Tom Hayden: Documents Reveal Secret Talks Between U.S. and Armed Iraqi Resistance

With Amy Goodman

"Former California state senator Tom Hayden is reporting that U.S. officials have secretly been involved in direct contacts with the Sunni armed resistance to explore a ceasefire in Iraq and even the possible replacement of the Prime Minister Nouri al-Maliki's government with an interim one.

Tom Hayden, a former California State Senator. He joins us on the line from California.

AMY GOODMAN: It’s good to have you with us Tom. Well, why don't you layout what you learned.

TOM HAYDEN: Well, it’s very murky, but we’ll know enough in a few days I suppose. But, over the past several years, but especially in the past months since the election, there have been contacts at a deniable level, but definite contacts between representatives of the armed Irania-—armed Iraqi National Resistance and the US over the possible conditions for a cease-fire and a change of regime in Baghdad. And the reason, the sources of this are first, I have some direct knowledge of meetings in Aman just a few days ago. Secondly, it's been all over the press in the Arab world like on Al-Quds Al-Arabi newspaper on November 3rd. And, it's consistent with the past. The question I guess is, is there a faction of the administration that has decided to explore a cease-fire in a settlement with the Sunni resistance since the US has failed to defeat them militarily. That would require probably a deadline for withdrawal and further talks.
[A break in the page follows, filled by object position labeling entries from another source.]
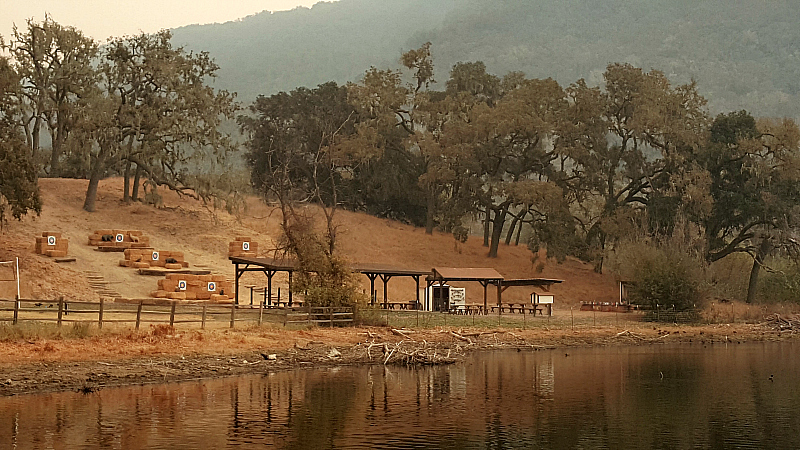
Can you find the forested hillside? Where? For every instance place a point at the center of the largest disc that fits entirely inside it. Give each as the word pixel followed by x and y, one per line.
pixel 744 55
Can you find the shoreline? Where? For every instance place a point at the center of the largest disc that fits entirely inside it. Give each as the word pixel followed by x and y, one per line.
pixel 89 364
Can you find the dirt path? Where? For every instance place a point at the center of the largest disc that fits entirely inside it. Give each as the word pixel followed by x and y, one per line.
pixel 153 357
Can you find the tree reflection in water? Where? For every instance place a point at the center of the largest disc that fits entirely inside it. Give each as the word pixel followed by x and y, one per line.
pixel 623 397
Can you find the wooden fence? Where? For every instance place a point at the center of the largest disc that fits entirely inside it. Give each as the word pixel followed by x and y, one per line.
pixel 172 313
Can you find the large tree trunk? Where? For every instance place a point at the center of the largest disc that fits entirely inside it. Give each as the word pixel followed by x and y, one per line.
pixel 497 229
pixel 55 154
pixel 514 223
pixel 486 222
pixel 758 261
pixel 519 229
pixel 37 124
pixel 94 180
pixel 136 179
pixel 126 183
pixel 431 201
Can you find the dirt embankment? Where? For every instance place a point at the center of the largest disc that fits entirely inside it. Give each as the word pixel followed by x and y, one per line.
pixel 154 357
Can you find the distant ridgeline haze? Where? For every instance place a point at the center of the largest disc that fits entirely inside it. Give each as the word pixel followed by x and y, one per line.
pixel 743 54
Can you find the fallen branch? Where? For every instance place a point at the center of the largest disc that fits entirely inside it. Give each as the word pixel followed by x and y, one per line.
pixel 460 337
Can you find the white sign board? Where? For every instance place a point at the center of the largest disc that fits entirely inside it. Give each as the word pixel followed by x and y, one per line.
pixel 458 296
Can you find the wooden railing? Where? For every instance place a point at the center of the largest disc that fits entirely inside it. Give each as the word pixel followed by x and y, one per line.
pixel 172 313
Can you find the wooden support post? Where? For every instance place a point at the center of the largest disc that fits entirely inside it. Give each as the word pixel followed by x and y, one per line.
pixel 416 305
pixel 237 276
pixel 139 314
pixel 385 279
pixel 485 300
pixel 290 289
pixel 268 293
pixel 100 313
pixel 500 296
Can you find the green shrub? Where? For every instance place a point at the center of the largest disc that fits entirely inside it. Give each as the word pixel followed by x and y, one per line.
pixel 663 275
pixel 780 285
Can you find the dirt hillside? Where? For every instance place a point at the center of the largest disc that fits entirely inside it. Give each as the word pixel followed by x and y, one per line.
pixel 203 234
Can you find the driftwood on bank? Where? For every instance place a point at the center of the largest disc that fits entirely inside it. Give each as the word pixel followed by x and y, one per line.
pixel 409 353
pixel 778 322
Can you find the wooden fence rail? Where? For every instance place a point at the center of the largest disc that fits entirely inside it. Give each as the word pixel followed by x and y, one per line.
pixel 172 313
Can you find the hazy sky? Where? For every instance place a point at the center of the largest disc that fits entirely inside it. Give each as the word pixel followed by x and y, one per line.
pixel 101 19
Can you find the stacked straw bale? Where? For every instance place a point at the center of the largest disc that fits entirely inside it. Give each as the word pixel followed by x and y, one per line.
pixel 145 258
pixel 243 247
pixel 130 239
pixel 59 248
pixel 214 288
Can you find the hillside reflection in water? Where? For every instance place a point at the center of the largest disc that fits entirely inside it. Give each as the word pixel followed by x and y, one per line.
pixel 634 397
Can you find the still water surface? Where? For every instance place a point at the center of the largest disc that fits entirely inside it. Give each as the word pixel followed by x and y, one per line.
pixel 655 397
And secondly, it may be that the US has realized that the Shia that it placed in power have created a Pro-Iran, Shia state starting in southern Iraq . So the US now seems to want to launch an urban offensive against the Madi Army of Muqtada al-Sadr in Sadr city, you know what kind of blood bath that would be. To do that, they would of to get the Prime Minister, al-Maliki, out of the way because he depends on al-Sadr for votes and parliament. So, there could be a plan to replace al-Maliki with a strong man, turn the Shia loose and so on. But, who knows?

What I do know is that the, the peace movement is very important as a factor in all this and needs to stay alive, because they have rattled the foreign policy establishment creating a – not only a general mandate for peace, but a time table. There's a certain urgency to get this business done before the 2008 election."